The ability of a cancer cell to ‘escape malignancy’ and return to a normal state sounds like the work of Houdini: seemingly impossible. But like Houdini’s daring feats, tumor reversion—when malignant cells regain control of their growth and simply stop behaving like cancer cells—is a very real thing.
Now, researchers at NewYork-Presbyterian/Columbia University Medical Center have launched the first multicenter clinical trial of a compound that has been shown to induce tumor reversion in the laboratory.
Scientists first observed the phenomenon at the beginning of the 20th century, but it is very rare, occurring at an estimated rate of one in 100,000. In cancer, normal cells become malignant when genetic mutations disable normal growth and survival control mechanisms, causing cells to multiply at an unreasonable pace. In tumor reversion, additional mutations or other genetic changes can occur that cause the cells to regain control of their growth.
In the 1960s and 1970s, Columbia University scientist Robert Pollack and his graduate student Scott Powers, and others, worked to isolate and characterize these cancer revertant cells in hopes of learning how they regain control of the cell’s growth infrastructure—and gaining further insight into the mechanisms of cancer.

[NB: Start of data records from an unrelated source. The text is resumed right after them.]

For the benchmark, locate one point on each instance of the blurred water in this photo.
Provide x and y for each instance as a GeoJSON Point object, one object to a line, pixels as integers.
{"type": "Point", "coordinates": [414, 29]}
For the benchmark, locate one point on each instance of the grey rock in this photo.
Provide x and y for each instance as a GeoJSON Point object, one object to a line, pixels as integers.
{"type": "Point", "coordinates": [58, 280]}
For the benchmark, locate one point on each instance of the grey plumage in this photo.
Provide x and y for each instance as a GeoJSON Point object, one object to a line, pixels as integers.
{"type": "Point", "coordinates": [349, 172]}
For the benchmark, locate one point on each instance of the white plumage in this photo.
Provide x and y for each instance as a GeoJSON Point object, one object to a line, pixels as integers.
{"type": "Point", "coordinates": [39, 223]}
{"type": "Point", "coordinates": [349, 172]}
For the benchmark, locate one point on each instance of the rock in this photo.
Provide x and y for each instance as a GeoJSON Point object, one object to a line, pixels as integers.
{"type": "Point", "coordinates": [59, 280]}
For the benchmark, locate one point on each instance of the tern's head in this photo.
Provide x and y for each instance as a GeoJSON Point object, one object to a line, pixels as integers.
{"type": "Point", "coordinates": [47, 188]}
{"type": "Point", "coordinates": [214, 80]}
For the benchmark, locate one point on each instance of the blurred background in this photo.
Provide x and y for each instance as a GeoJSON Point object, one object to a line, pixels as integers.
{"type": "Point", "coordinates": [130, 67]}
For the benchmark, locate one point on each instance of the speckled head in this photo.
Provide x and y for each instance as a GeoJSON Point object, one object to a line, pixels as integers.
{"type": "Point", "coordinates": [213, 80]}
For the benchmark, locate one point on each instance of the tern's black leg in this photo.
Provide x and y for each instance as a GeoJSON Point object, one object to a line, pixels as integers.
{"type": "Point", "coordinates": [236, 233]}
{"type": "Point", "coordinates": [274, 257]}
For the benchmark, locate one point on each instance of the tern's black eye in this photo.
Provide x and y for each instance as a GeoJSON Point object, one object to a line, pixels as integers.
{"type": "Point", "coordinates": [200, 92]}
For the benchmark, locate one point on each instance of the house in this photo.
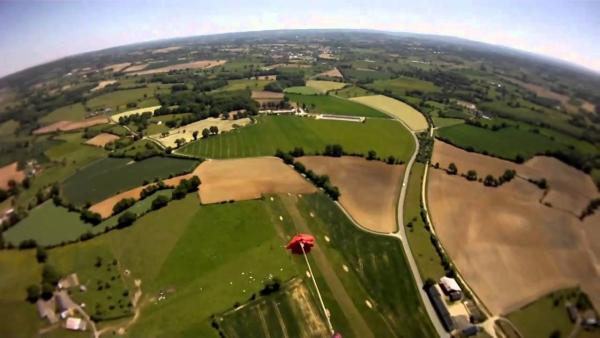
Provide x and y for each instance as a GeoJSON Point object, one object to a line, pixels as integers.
{"type": "Point", "coordinates": [440, 308]}
{"type": "Point", "coordinates": [68, 281]}
{"type": "Point", "coordinates": [451, 288]}
{"type": "Point", "coordinates": [46, 310]}
{"type": "Point", "coordinates": [75, 324]}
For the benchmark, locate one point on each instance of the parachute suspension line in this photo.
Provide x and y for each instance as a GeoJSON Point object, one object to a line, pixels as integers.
{"type": "Point", "coordinates": [312, 276]}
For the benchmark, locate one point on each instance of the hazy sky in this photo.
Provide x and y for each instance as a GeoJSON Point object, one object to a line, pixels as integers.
{"type": "Point", "coordinates": [35, 32]}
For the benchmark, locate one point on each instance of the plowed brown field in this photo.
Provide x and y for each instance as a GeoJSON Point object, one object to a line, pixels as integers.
{"type": "Point", "coordinates": [369, 189]}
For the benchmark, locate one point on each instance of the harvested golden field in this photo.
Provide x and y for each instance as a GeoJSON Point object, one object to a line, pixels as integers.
{"type": "Point", "coordinates": [103, 84]}
{"type": "Point", "coordinates": [369, 189]}
{"type": "Point", "coordinates": [409, 115]}
{"type": "Point", "coordinates": [248, 178]}
{"type": "Point", "coordinates": [510, 248]}
{"type": "Point", "coordinates": [105, 207]}
{"type": "Point", "coordinates": [570, 189]}
{"type": "Point", "coordinates": [102, 139]}
{"type": "Point", "coordinates": [117, 67]}
{"type": "Point", "coordinates": [71, 125]}
{"type": "Point", "coordinates": [332, 73]}
{"type": "Point", "coordinates": [202, 64]}
{"type": "Point", "coordinates": [187, 132]}
{"type": "Point", "coordinates": [10, 172]}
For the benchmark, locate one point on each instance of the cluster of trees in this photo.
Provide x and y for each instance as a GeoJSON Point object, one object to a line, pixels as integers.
{"type": "Point", "coordinates": [321, 181]}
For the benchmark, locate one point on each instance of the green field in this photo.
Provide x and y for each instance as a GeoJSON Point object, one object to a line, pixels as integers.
{"type": "Point", "coordinates": [403, 84]}
{"type": "Point", "coordinates": [328, 104]}
{"type": "Point", "coordinates": [424, 252]}
{"type": "Point", "coordinates": [233, 85]}
{"type": "Point", "coordinates": [47, 224]}
{"type": "Point", "coordinates": [110, 176]}
{"type": "Point", "coordinates": [66, 158]}
{"type": "Point", "coordinates": [544, 310]}
{"type": "Point", "coordinates": [118, 100]}
{"type": "Point", "coordinates": [73, 112]}
{"type": "Point", "coordinates": [352, 91]}
{"type": "Point", "coordinates": [378, 271]}
{"type": "Point", "coordinates": [325, 86]}
{"type": "Point", "coordinates": [506, 143]}
{"type": "Point", "coordinates": [302, 90]}
{"type": "Point", "coordinates": [386, 137]}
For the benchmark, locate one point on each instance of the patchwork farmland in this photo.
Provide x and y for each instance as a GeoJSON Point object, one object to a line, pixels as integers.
{"type": "Point", "coordinates": [386, 137]}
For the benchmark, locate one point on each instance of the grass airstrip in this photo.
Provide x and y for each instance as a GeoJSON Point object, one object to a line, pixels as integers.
{"type": "Point", "coordinates": [268, 134]}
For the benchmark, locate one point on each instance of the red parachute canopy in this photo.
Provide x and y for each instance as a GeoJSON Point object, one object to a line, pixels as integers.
{"type": "Point", "coordinates": [294, 244]}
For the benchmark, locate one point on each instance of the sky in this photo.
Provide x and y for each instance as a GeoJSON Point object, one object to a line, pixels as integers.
{"type": "Point", "coordinates": [34, 32]}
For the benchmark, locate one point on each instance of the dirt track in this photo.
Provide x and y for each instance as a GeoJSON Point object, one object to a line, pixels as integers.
{"type": "Point", "coordinates": [369, 189]}
{"type": "Point", "coordinates": [510, 248]}
{"type": "Point", "coordinates": [248, 178]}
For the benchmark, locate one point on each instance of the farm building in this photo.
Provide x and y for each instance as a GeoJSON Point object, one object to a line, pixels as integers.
{"type": "Point", "coordinates": [347, 118]}
{"type": "Point", "coordinates": [440, 308]}
{"type": "Point", "coordinates": [68, 281]}
{"type": "Point", "coordinates": [451, 288]}
{"type": "Point", "coordinates": [75, 324]}
{"type": "Point", "coordinates": [46, 310]}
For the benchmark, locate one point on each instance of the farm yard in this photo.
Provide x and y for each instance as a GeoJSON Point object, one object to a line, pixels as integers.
{"type": "Point", "coordinates": [369, 189]}
{"type": "Point", "coordinates": [386, 137]}
{"type": "Point", "coordinates": [327, 104]}
{"type": "Point", "coordinates": [225, 180]}
{"type": "Point", "coordinates": [407, 114]}
{"type": "Point", "coordinates": [187, 132]}
{"type": "Point", "coordinates": [110, 176]}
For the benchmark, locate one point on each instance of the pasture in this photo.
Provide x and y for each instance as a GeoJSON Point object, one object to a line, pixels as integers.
{"type": "Point", "coordinates": [386, 281]}
{"type": "Point", "coordinates": [301, 90]}
{"type": "Point", "coordinates": [327, 104]}
{"type": "Point", "coordinates": [325, 86]}
{"type": "Point", "coordinates": [150, 109]}
{"type": "Point", "coordinates": [270, 133]}
{"type": "Point", "coordinates": [400, 86]}
{"type": "Point", "coordinates": [407, 114]}
{"type": "Point", "coordinates": [73, 112]}
{"type": "Point", "coordinates": [47, 224]}
{"type": "Point", "coordinates": [110, 176]}
{"type": "Point", "coordinates": [506, 143]}
{"type": "Point", "coordinates": [369, 189]}
{"type": "Point", "coordinates": [186, 132]}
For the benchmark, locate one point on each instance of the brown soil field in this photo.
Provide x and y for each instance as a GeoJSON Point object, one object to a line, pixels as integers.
{"type": "Point", "coordinates": [332, 73]}
{"type": "Point", "coordinates": [203, 64]}
{"type": "Point", "coordinates": [248, 178]}
{"type": "Point", "coordinates": [71, 125]}
{"type": "Point", "coordinates": [104, 208]}
{"type": "Point", "coordinates": [369, 189]}
{"type": "Point", "coordinates": [10, 172]}
{"type": "Point", "coordinates": [102, 139]}
{"type": "Point", "coordinates": [510, 248]}
{"type": "Point", "coordinates": [117, 67]}
{"type": "Point", "coordinates": [136, 68]}
{"type": "Point", "coordinates": [103, 84]}
{"type": "Point", "coordinates": [570, 189]}
{"type": "Point", "coordinates": [263, 96]}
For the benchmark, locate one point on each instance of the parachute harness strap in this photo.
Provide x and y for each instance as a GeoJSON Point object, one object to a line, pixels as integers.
{"type": "Point", "coordinates": [312, 276]}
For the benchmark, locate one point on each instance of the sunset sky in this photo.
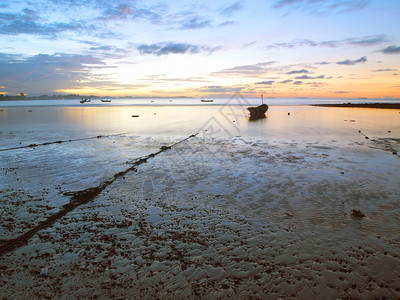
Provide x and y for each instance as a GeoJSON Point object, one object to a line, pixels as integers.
{"type": "Point", "coordinates": [281, 48]}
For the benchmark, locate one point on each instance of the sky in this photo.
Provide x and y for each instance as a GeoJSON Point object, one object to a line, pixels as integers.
{"type": "Point", "coordinates": [278, 48]}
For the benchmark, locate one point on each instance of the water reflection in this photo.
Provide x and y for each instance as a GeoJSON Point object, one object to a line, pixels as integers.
{"type": "Point", "coordinates": [281, 122]}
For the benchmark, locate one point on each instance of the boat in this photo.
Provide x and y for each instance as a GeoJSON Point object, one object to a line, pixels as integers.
{"type": "Point", "coordinates": [258, 112]}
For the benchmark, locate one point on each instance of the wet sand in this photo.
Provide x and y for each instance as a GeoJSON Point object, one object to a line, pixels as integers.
{"type": "Point", "coordinates": [364, 105]}
{"type": "Point", "coordinates": [214, 217]}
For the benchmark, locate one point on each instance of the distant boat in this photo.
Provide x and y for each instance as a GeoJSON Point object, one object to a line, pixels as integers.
{"type": "Point", "coordinates": [84, 100]}
{"type": "Point", "coordinates": [258, 112]}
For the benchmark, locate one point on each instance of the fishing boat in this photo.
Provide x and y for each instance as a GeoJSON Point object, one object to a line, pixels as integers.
{"type": "Point", "coordinates": [84, 100]}
{"type": "Point", "coordinates": [258, 112]}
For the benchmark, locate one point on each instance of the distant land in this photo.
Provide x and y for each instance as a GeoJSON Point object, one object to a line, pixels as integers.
{"type": "Point", "coordinates": [365, 105]}
{"type": "Point", "coordinates": [23, 96]}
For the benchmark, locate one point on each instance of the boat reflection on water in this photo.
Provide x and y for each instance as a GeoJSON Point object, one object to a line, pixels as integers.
{"type": "Point", "coordinates": [258, 112]}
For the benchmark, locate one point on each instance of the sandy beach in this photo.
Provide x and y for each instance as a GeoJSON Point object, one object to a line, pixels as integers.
{"type": "Point", "coordinates": [243, 210]}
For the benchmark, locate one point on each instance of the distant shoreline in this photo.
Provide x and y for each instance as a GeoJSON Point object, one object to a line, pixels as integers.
{"type": "Point", "coordinates": [364, 105]}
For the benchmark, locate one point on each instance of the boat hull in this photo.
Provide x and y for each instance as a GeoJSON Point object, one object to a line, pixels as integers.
{"type": "Point", "coordinates": [257, 112]}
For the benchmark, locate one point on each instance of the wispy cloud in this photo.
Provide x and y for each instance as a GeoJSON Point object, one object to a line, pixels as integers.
{"type": "Point", "coordinates": [27, 21]}
{"type": "Point", "coordinates": [352, 62]}
{"type": "Point", "coordinates": [391, 50]}
{"type": "Point", "coordinates": [174, 48]}
{"type": "Point", "coordinates": [357, 41]}
{"type": "Point", "coordinates": [268, 82]}
{"type": "Point", "coordinates": [40, 71]}
{"type": "Point", "coordinates": [221, 89]}
{"type": "Point", "coordinates": [130, 11]}
{"type": "Point", "coordinates": [247, 70]}
{"type": "Point", "coordinates": [310, 77]}
{"type": "Point", "coordinates": [384, 70]}
{"type": "Point", "coordinates": [321, 7]}
{"type": "Point", "coordinates": [195, 23]}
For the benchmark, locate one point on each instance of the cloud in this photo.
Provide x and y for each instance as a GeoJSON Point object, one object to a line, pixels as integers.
{"type": "Point", "coordinates": [41, 73]}
{"type": "Point", "coordinates": [368, 40]}
{"type": "Point", "coordinates": [27, 21]}
{"type": "Point", "coordinates": [357, 41]}
{"type": "Point", "coordinates": [321, 7]}
{"type": "Point", "coordinates": [227, 23]}
{"type": "Point", "coordinates": [247, 70]}
{"type": "Point", "coordinates": [391, 50]}
{"type": "Point", "coordinates": [130, 11]}
{"type": "Point", "coordinates": [352, 62]}
{"type": "Point", "coordinates": [174, 48]}
{"type": "Point", "coordinates": [228, 11]}
{"type": "Point", "coordinates": [384, 70]}
{"type": "Point", "coordinates": [269, 82]}
{"type": "Point", "coordinates": [298, 71]}
{"type": "Point", "coordinates": [221, 89]}
{"type": "Point", "coordinates": [195, 23]}
{"type": "Point", "coordinates": [310, 77]}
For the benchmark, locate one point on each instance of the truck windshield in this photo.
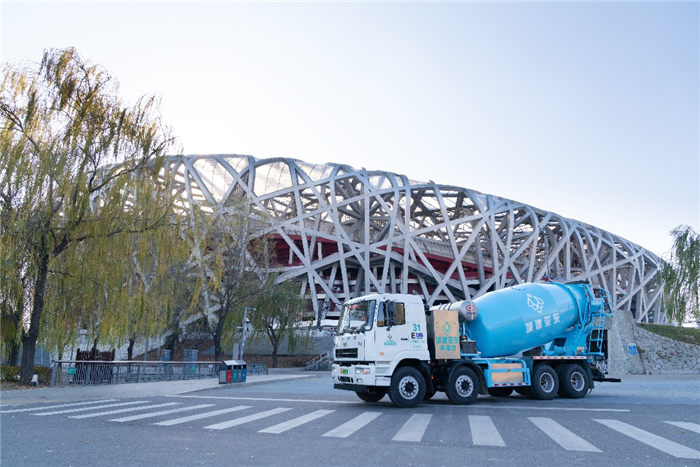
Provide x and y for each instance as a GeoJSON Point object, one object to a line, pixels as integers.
{"type": "Point", "coordinates": [356, 316]}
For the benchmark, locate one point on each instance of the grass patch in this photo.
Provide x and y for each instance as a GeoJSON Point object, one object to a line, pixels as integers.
{"type": "Point", "coordinates": [687, 335]}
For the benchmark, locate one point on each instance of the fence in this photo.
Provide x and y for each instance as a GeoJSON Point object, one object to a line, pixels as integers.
{"type": "Point", "coordinates": [84, 373]}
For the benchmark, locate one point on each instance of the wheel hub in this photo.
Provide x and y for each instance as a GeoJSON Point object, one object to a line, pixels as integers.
{"type": "Point", "coordinates": [464, 386]}
{"type": "Point", "coordinates": [408, 387]}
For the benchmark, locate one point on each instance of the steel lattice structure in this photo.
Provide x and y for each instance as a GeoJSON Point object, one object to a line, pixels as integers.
{"type": "Point", "coordinates": [344, 232]}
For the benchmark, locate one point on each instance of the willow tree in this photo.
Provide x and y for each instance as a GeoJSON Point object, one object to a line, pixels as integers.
{"type": "Point", "coordinates": [230, 256]}
{"type": "Point", "coordinates": [681, 276]}
{"type": "Point", "coordinates": [77, 173]}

The experimental tools that were available at the time made the search difficult, and cancer researchers largely moved away from studying tumor revertants. But in the intervening years, a small group of researchers, including Adam Telerman and Robert Amson of Ecole Normal Superiéure, Paris, France, continued exploring the mechanics of this mysterious process by focusing on the molecular mechanisms that control tumor reversion.
And in an article published last year in Nature Reviews Cancer, Dr. Pollack, a biology professor at Columbia University, and Dr. Powers, now a cancer biologist at Cold Spring Harbor Laboratory and Stony Brook University, argued that tumor reversion therapy may help us evade one of cancer treatment’s thorniest problems: resistance.
Current cancer patients can avail themselves of treatments such as chemotherapy, radiation therapy, and targeted therapy, which attacks specific pro-cancer cellular mechanisms. Although they work differently, each of these treatments is designed to kill as many cancer cells as possible. Even immunotherapy, which temporarily releases the immune system’s built-in brake system, puts cancer cells squarely in the bull’s eye. The theory is that launching an all-out attack against cancer cells—as exhorted by the National Cancer Institute’s War on Cancer in 1971—may prevent the cancer from progressing and metastasizing, or spreading, throughout the body.
But according to Pollack, this line of attack is flawed. “Not only does this approach presume that each drug offers the solution for cancer, but it also neglects some pretty fundamental aspects of evolution that we often refuse to acknowledge,” says Pollack, who left his lab in 1994 to focus on teaching and writing. “It presumes that the developers of new cancer treatments have the answer, when their goal should be to sit back a bit and listen to what the cells are telling us.”
What Pollack means is that no matter how many cancer cells are killed, evolution is usually one step ahead. (Pollack, who is currently Director of theUniversity Seminars program and of Columbia’s Research Cluster on Science and Subjectivity, has a knack for putting science into a macro perspective.) Several well-known experiments—and real-life patient experiences—have shown that even if many cancer cells succumb to treatment, others may carry a pre-existing mutation that allows them to evade treatment altogether. In the 1940s, scientists Max Delbrück and Salvador Luria demonstrated that these mutations occur unpredictably and unintentionally. Later, in the 1950s, the scientific team of Joshua and Esther Lederberg also showed that such ‘resistance’ mutations occur in the absence of exposure to an anti-cancer drug—before treatment has begun.
“In cancer treatment, there is a good chance that some of the cancer cells will already contain genes that render them resistant to therapy. If enough of these resistant cells survive, the cancer comes back,” says Powers. Then it’s back to the drawing board.
But though it was possible to select for tumor revertants in the 1960s and 1970s, says Powers, it was very difficult to study the genetic underpinnings of this phenomenon. That’s because the mutations that cause a tumor cell to escape malignancy are rare. Before the advent of whole exome sequencing (which sequences all of the genes expressed by the genome in cells), researchers lacked the tools to identify the elusive mutations that caused tumor cells to revert back to normal.